Why Do Victoria's Secret Models Make Such Tantalizing Food Stories?
Every year, during the lead-up to the Victoria's Secret Fashion Show (airing Tuesday night at 10 p.m. EST on CBS), the media presents us with a mouthwatering menu of stories about lingerie models and what they are eating. And not eating.
"Backstage With Smokin' Hot Models Craving Fatty Foods" is how TMZ headlined its reporting from the scene of the lavish show's taping last month. Backstage, it seems, there is a whole lot of talk about food. Just not a whole lot of eating: "We asked the models about their cravings. Shanina Shaik and another model go for the usual suspects...chocolate, ice cream and pizza. But it's worth noting, the food table right next to them was untouched." What discipline!
Immediately after the show, the anticipation of actual sustenance was palpable: "Me and the girls always get pizza, so, looking forward to that," model Jacquelyn Jablonski told WWD. "I don't know if I can say where [we order the pizza from]. I think I know where it's from, but I'll get in trouble." What allegiance!

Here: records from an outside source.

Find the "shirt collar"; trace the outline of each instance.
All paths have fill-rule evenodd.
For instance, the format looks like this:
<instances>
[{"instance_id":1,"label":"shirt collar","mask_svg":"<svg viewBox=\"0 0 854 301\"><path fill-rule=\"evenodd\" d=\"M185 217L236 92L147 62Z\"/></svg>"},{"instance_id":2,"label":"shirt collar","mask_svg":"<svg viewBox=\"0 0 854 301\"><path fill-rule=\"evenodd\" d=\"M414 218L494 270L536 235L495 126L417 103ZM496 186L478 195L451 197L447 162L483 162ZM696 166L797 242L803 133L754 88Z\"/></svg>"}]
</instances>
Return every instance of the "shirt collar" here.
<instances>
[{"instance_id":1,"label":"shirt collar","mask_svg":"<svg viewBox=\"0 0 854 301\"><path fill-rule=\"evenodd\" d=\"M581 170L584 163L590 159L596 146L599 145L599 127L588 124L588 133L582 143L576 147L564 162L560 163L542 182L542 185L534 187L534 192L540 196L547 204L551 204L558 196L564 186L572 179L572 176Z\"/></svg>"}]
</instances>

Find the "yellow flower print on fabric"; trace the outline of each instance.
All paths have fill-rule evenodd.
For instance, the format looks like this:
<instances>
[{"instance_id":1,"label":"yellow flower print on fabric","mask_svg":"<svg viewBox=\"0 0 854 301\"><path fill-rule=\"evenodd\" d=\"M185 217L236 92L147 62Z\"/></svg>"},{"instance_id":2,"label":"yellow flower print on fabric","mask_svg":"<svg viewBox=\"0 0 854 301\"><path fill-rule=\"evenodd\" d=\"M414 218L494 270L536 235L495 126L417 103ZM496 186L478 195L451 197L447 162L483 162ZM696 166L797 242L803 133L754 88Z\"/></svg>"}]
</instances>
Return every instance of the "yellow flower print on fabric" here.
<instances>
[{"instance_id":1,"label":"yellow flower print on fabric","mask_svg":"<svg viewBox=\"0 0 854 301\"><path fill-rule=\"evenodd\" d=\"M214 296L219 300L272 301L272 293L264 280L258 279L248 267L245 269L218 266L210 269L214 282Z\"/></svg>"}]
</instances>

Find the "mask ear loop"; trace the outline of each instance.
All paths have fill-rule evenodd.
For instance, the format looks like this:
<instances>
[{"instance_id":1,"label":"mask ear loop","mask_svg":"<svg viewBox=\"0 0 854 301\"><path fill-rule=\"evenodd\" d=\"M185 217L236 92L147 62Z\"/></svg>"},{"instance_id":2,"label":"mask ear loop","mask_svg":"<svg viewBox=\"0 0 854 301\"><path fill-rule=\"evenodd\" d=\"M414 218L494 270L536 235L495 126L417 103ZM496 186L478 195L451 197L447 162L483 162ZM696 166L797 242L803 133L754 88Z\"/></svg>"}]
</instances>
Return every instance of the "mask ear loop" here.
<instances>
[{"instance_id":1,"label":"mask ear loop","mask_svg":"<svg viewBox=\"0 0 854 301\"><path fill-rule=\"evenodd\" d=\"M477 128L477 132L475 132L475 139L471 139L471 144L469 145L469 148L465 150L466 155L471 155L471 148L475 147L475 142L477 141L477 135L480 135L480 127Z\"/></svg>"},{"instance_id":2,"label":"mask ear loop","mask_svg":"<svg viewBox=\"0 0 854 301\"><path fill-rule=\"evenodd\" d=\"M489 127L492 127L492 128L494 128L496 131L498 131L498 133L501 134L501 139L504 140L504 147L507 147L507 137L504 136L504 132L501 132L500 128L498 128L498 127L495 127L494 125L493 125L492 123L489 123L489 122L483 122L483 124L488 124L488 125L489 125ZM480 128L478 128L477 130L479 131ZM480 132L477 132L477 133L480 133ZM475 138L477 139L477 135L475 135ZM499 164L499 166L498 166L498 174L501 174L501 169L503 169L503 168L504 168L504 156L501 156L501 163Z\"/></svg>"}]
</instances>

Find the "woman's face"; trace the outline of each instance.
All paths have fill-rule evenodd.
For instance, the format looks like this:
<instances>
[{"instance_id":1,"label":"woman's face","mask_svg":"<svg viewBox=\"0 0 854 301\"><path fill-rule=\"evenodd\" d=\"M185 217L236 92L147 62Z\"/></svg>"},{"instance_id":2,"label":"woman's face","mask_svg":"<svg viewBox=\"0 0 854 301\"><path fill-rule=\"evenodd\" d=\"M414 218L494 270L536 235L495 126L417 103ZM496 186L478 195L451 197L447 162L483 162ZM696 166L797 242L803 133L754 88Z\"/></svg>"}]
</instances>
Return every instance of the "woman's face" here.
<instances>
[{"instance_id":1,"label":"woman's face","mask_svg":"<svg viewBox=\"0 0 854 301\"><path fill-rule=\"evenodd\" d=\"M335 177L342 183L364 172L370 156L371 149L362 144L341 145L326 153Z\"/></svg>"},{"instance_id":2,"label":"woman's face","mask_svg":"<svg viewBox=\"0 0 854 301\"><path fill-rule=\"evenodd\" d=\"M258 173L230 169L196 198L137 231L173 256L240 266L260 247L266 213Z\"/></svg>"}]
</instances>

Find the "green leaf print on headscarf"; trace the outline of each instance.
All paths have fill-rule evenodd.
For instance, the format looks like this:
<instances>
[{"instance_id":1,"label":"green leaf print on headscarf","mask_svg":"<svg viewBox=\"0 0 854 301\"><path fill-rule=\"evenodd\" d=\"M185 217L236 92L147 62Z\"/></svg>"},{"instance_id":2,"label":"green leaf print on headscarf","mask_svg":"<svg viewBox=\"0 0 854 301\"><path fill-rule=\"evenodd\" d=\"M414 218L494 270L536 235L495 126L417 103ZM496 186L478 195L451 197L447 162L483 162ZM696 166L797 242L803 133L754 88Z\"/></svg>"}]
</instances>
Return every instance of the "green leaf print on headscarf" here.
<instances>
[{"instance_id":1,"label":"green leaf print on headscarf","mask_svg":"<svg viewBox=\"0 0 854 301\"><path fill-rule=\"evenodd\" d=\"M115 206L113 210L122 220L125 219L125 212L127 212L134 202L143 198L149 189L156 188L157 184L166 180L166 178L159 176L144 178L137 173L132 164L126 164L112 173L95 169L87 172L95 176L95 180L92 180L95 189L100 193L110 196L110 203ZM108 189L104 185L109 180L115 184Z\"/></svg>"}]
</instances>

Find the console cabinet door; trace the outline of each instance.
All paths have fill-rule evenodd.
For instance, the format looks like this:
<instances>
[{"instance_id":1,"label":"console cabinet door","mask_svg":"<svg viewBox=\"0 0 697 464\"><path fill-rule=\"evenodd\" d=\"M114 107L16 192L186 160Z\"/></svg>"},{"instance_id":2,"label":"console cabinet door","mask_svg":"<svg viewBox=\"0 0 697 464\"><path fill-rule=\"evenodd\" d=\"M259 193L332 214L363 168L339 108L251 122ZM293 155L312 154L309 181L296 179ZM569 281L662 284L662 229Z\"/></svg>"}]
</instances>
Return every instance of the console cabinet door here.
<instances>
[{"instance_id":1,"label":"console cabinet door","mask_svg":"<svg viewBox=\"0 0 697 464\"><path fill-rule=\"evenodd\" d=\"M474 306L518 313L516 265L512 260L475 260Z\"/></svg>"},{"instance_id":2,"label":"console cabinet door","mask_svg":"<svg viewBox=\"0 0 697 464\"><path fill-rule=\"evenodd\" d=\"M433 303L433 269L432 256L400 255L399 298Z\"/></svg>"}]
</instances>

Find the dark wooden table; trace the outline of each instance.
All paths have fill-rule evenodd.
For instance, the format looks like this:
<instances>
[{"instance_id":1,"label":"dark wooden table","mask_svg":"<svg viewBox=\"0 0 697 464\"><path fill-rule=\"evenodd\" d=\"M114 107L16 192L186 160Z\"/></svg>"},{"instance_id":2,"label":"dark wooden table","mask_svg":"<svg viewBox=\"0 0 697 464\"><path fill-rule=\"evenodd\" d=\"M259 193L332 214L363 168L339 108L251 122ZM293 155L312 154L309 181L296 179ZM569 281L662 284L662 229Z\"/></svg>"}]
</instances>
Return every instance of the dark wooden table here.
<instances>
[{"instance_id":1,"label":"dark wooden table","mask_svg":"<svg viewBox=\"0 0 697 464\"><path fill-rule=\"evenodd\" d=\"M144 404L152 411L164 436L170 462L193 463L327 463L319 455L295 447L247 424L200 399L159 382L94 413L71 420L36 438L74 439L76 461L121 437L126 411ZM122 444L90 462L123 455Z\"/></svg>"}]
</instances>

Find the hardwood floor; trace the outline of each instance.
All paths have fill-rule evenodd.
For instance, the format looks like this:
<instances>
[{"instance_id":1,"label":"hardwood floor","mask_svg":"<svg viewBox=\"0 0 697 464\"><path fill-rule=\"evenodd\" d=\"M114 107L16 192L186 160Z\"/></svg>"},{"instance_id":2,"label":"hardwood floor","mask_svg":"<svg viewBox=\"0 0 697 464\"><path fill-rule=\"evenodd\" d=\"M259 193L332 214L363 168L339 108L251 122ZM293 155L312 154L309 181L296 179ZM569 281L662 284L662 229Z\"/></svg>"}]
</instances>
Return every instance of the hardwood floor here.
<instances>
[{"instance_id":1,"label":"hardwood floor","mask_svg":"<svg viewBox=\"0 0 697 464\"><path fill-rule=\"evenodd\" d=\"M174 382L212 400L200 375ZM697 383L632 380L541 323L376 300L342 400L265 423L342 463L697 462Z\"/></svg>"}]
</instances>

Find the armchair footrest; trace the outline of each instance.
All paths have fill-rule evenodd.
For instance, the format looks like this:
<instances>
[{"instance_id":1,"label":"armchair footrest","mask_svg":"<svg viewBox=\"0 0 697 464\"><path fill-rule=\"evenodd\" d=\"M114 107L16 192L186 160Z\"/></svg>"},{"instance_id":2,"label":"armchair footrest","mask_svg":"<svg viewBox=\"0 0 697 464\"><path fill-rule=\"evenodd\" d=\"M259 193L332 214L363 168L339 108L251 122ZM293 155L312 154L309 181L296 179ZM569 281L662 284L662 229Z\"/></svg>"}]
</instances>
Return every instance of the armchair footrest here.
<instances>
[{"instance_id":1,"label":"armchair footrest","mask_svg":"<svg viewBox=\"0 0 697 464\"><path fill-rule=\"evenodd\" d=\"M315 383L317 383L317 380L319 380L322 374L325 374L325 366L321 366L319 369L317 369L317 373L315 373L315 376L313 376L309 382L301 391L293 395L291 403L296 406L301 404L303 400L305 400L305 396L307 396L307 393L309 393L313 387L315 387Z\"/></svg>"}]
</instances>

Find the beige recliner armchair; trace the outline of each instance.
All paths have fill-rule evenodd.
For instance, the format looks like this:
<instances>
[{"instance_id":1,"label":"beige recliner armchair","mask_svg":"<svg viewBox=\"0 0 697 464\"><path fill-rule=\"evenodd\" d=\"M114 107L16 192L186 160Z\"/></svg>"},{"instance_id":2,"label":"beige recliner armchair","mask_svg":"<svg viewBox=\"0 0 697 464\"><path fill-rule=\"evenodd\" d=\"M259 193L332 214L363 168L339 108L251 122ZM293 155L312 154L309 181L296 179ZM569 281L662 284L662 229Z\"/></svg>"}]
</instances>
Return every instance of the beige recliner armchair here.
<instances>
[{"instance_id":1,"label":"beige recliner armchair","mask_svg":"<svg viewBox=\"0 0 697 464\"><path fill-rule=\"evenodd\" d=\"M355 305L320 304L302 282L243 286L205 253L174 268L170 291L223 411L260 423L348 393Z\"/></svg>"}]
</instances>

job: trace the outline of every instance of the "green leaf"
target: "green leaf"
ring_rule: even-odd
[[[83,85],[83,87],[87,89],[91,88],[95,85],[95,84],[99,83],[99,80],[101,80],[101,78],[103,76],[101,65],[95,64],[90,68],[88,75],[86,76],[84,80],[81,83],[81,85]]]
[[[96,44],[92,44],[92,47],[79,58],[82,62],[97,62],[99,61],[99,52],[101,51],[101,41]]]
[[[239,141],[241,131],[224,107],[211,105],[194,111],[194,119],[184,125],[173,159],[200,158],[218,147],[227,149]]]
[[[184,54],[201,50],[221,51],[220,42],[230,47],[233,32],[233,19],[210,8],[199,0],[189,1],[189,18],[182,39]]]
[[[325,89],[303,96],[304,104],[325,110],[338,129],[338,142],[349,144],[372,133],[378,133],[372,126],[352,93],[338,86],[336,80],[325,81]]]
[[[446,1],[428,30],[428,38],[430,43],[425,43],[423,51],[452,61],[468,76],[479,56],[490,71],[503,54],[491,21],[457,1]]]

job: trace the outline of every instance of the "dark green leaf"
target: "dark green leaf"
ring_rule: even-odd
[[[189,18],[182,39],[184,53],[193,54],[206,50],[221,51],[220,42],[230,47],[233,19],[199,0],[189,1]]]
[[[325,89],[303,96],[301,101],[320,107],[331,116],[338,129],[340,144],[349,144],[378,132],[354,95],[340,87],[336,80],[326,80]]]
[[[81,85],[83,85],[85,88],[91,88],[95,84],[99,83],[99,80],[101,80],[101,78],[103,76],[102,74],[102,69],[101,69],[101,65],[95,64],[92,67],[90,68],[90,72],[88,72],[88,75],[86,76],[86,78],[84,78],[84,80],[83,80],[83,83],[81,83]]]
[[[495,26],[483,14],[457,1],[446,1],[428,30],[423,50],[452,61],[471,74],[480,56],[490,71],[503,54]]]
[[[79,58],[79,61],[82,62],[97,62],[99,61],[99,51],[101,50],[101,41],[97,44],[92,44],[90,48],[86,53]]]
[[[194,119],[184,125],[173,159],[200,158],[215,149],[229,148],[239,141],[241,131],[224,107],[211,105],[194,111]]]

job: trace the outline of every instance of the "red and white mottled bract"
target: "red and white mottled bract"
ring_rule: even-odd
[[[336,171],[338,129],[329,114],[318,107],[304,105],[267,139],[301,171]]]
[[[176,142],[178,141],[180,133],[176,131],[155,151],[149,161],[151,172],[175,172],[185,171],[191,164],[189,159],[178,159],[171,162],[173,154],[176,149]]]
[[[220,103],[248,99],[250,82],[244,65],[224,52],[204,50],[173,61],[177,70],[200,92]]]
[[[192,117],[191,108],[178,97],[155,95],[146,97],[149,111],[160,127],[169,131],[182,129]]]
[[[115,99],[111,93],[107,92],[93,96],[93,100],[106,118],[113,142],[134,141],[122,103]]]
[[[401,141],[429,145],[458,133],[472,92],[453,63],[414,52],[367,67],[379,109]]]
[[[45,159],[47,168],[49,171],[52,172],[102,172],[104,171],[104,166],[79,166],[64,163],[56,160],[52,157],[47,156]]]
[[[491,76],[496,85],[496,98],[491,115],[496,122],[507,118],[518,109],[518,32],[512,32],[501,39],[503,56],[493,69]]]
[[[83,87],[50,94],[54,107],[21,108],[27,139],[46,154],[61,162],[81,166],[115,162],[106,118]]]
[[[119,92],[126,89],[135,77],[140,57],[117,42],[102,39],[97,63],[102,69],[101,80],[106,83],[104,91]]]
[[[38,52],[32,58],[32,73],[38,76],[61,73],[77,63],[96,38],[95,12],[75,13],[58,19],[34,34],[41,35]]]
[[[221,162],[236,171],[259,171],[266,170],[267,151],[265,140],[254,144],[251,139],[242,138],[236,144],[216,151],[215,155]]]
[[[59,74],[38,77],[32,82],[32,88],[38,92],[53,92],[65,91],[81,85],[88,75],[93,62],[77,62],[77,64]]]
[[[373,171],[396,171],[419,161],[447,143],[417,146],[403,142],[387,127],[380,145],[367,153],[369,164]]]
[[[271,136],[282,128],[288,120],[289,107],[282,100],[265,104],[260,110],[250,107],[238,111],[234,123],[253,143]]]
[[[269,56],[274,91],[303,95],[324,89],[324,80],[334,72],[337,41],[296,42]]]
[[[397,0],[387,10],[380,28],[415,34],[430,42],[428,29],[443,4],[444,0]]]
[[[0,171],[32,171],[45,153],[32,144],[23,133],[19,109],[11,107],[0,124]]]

Eventually, we learn that these women did find some gratification after the show: "Models pig out on burgers," crowed the New York Post. The article goes on to detail how supermodel Adriana Lima "worked up an appetite" after five hours of interviews, strutting the catwalk in stilettos and expertly pursing her lips for the cameras. After her frilly angel wings came off, Lima apparently decided to follow the dietary advice of a TV commercial: It's not fast food. It's Wendy's. The Post reports: "Sources tell us the supermodel later made a 1 a.m. call to a Wendy's to deliver burgers and fries to her afterparty at Bathtub Gin. 'The food was brought out on silver platters for a fine-dining twist,' said a spy. Lima and 'the models fed each other.'" What camaraderie!
So goes the annual feast-or-famine news cycle of the sexy-underwear-diet beat. Two years ago at the show, the New York Daily News chronicled how one model sustained herself on things like "Kind bars, coconut water and raw chocolate" while "staying away from carbs and gluten" and anxiously awaiting the post-performance payoff: "Maybe a pizza," as another model put it. "Or 10."
The questions about eating have become so routine by this point that model Magdalena Frackowiak bluntly refused to answer one reporter when he asked about post-runway indulgences during this year's taping. "This is stupid. Ask more smart questions, not eating after the show," she said, according to London's Daily Mail. "[I]t seems like I am starving myself, and I can't wait for the show to end to eat."
She's right, of course. It's a tired cliché — even if it remains the obvious question.
How these women achieve and maintain their impossibly statuesque stick-figure physique is naturally fascinating to a general public whose average waistline trends in the opposite direction. (We've all read the horrifying reports about weight-conscious models subsisting on nonfoods like tissues and cottonballs.) And how the models finally let loose when all the fitness pressure and blemish-illuminating spotlight is off is a great humanizer after all the superhuman-sounding diet and exercise efforts. Toss in the occasional, infuriating humble-bragger of the group — "food-wise, I'm very, very lucky that I can eat whatever I want.... I don't cut anything out, and I just work out more," as Candice Swanepoel told OK! Magazine — and you have some elements of real drama to reasonably fill out a few column inches and justify all those jaw-dropping photographs.
Of course, there may be another layer to this line of questioning, a more carnal element. Consider what the late author Bunny Crumpacker wrote in her 2006 book, The Sex Life of Food: "Food can be male, like sausage, or female, like eggs, or simply get tangled up in our feelings about sex because food and sex are so inextricably linked." In other words, all this talk about food might simply be a roundabout way of talking about sex, a coded system of discussing sensual things with sensual beings without appearing too crass. Asking a lingerie model about her more intimate plans after the show is sure-fire way to lose your press credentials; asking about dinner is a bit less lecherous.
If that's true, then this year's post-performance burger orgy is just pure food porn.
One thing is certain: These stories have legs.